[net.ai] AIList Digest V2 #164

LAWS@SRI-AI.ARPA (11/30/84)

From: AIList Moderator Kenneth Laws <AIList-REQUEST@SRI-AI>


AIList Digest            Friday, 30 Nov 1984      Volume 2 : Issue 164

Today's Topics:
  Algorithms - Karmarkar Algorithm & Linear Programming,
  Seminars - Search Complexity & User Interfaces  (IBM-SJ) &
    A Semantical Definition of Probability  (CSLI Stanford) &
    Learning in Stochastic Networks  (CMU)
----------------------------------------------------------------------

Date: 27 Nov 1984 17:19:38-EST (Tuesday)
From: S.Miller@wisc-rsch.arpa
Subject: Karmarkar Algorithm

          [Forwarded from the SRI-AI bboard by Laws@SRI-AI.]

The Karmarkar algorithm was presented at STOC (Symposium on Theory of
Computing) on May 1, 1984 (STOC '84, p. 302)
"A New Polynomial time Algorithm on Linear Programming".
The STOC proceedings are available from the ACM if your
location doesn't have them.

------------------------------

Date: Mon 26 Nov 84 17:33:08-PST
From: Walter Murray <OR.MURRAY@SU-SIERRA.ARPA>
Subject: Linear Progamming Algorithms.

         [Forwarded from the Stanford bboard by CKaun@AIDS-UNIX.]

Some recent bboard messages have referred to linear programming. The
algorithm by Karmarkar is almost identical with iterative reweighted
least squares (IRLS). This latter algorithm is used to solve approximation
problems other than in the l2 norm. It can be shown that the form of
LP assumed by Karmarkar is equivalent to an l infinity approximation
problem. If this problem is then solved by the IRLS algorithm the
estimates of the solution generated are identical to those of the
Karmarkar algorithm (assuming certain free choices in the definition
of the algorithms). Perhaps it should be added that the algorithm is
not held in high regard in approximation circles. To solve a
an l infinity problem it is usually transformed to an LP and solved using
the simplex method.

A message from Kaun (forwarded by Malachi without a heading)
described an algorithm for LP which Kaund claimed requires o(n^3) work. It
is easy to demonstrate the algorithm may fail to converge to the solution.
The following is a cross-section of a hole consisting of straight
sides. Water is poured into this hole from the point x.


                  x


                o                       o
                .                       .
                o                       o
                 .                     .
                  .                   .
                   o                 o
                      .         .
                           o

The water hits a facet. It continues to fall until it hits a second
facet which is a vertex. Unless the water is prepared to leave the first facet
hit it will not reach the bottom.

------------------------------

Date: 27 Nov 84 11:45:16 PST (Tue)
From: Carl Kaun <ckaun@aids-unix>
Subject: Linear Programming Algorithm

Murray is correct -- the algorithm as stated will not usually converge
to the solution.  One problem is that removing components from the
gradient does not automatically force it to zero after N steps, as I
asserted.  It looks to me like the gradient stepping idea can still be
used in a more complicated scheme, and that the computational time for
the algorithm will be o(M*N^2), where M is the number of constraints.
But I want to verify the details better than I did for my original
message before saying more.

I still wonder if finding such a solution to the continuous (as opposed to
the integer) linear programming problem has any significance.

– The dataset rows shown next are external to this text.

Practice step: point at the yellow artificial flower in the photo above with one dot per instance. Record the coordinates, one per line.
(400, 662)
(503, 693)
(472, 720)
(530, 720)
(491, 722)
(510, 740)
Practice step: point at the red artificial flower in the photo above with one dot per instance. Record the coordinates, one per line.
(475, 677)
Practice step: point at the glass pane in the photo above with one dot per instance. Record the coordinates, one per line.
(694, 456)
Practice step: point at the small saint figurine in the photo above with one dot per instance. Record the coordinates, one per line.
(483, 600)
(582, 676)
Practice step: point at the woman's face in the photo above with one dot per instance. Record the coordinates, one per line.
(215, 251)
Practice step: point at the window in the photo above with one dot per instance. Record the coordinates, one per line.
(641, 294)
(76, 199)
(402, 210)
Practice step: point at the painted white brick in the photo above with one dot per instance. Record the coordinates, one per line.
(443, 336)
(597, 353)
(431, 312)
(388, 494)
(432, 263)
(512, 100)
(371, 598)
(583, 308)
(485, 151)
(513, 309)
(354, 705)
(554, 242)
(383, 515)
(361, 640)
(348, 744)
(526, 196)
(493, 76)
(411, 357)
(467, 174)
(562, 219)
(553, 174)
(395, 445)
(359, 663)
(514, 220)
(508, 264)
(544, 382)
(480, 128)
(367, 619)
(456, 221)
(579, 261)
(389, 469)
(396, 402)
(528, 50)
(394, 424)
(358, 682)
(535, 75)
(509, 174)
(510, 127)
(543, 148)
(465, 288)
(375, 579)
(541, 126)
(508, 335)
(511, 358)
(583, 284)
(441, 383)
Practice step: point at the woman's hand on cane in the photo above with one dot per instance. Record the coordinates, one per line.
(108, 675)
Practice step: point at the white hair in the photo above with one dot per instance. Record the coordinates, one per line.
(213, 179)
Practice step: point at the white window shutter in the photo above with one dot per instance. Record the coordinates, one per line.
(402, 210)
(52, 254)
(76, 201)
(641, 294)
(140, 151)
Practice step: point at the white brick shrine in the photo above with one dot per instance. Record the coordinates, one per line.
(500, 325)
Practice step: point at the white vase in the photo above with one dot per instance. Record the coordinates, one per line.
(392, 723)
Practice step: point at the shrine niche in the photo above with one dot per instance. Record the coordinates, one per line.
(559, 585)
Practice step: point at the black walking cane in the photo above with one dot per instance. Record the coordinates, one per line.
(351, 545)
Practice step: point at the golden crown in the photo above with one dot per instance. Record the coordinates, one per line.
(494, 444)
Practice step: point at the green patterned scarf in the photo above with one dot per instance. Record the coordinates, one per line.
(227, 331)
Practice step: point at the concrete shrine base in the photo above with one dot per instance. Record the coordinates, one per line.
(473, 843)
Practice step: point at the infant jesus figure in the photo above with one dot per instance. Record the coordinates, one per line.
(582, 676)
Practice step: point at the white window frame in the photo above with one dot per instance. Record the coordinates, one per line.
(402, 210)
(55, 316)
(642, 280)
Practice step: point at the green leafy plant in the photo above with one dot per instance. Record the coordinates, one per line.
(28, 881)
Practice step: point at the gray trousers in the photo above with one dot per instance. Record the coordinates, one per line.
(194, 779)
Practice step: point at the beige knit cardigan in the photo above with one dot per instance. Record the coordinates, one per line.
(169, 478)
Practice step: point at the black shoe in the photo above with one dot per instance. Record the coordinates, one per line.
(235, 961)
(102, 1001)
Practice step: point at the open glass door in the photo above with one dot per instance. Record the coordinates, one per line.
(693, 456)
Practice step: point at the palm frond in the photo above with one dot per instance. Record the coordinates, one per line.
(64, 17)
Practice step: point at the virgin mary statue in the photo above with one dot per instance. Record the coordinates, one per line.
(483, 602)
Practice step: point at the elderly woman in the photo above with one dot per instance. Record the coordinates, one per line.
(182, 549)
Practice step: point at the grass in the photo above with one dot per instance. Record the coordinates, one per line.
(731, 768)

                                                ckaun@aids-unix

------------------------------

Date: 27 Nov 84 22:31:30 PST (Tue)
From: Carl Kaun <ckaun@aids-unix>
Subject: Gradient Step Linear Programming (again)


Well, here we go again.  Let's see if this try stands up to scrutiny.
The claim is that the algorithm following (gradient step linear
programing) solves the linear programming problem in at most
o(M^2*N +M*N^3) operations.  I still don't know if that has any significance.
As before, the idea is to step, as best one can subject to the constraints,
along the gradient.  The terminating conditions are similar to the
algorithm given previously.

As before, the mathematical notation represents vectors by preceding them
with an underline, as "_x".  Subscripts are represented using a colon, _c:j
being the j-th vector _c. The inner product is represented by < * , * >.  A
functional form (i.e. f(  )) is used to represent things like sums. The rest
should be fairly obvious.

The statement of the linear programming problem is also as before, being to
maximize with respect to the N-dimensional vector _x the linear functional:
               <_c , _x >
 subject to the constraints:
               <_a:j , _x > >= b:j   for j = 1, 2, ..., M
M>= N, as otherwise the solution is unbounded.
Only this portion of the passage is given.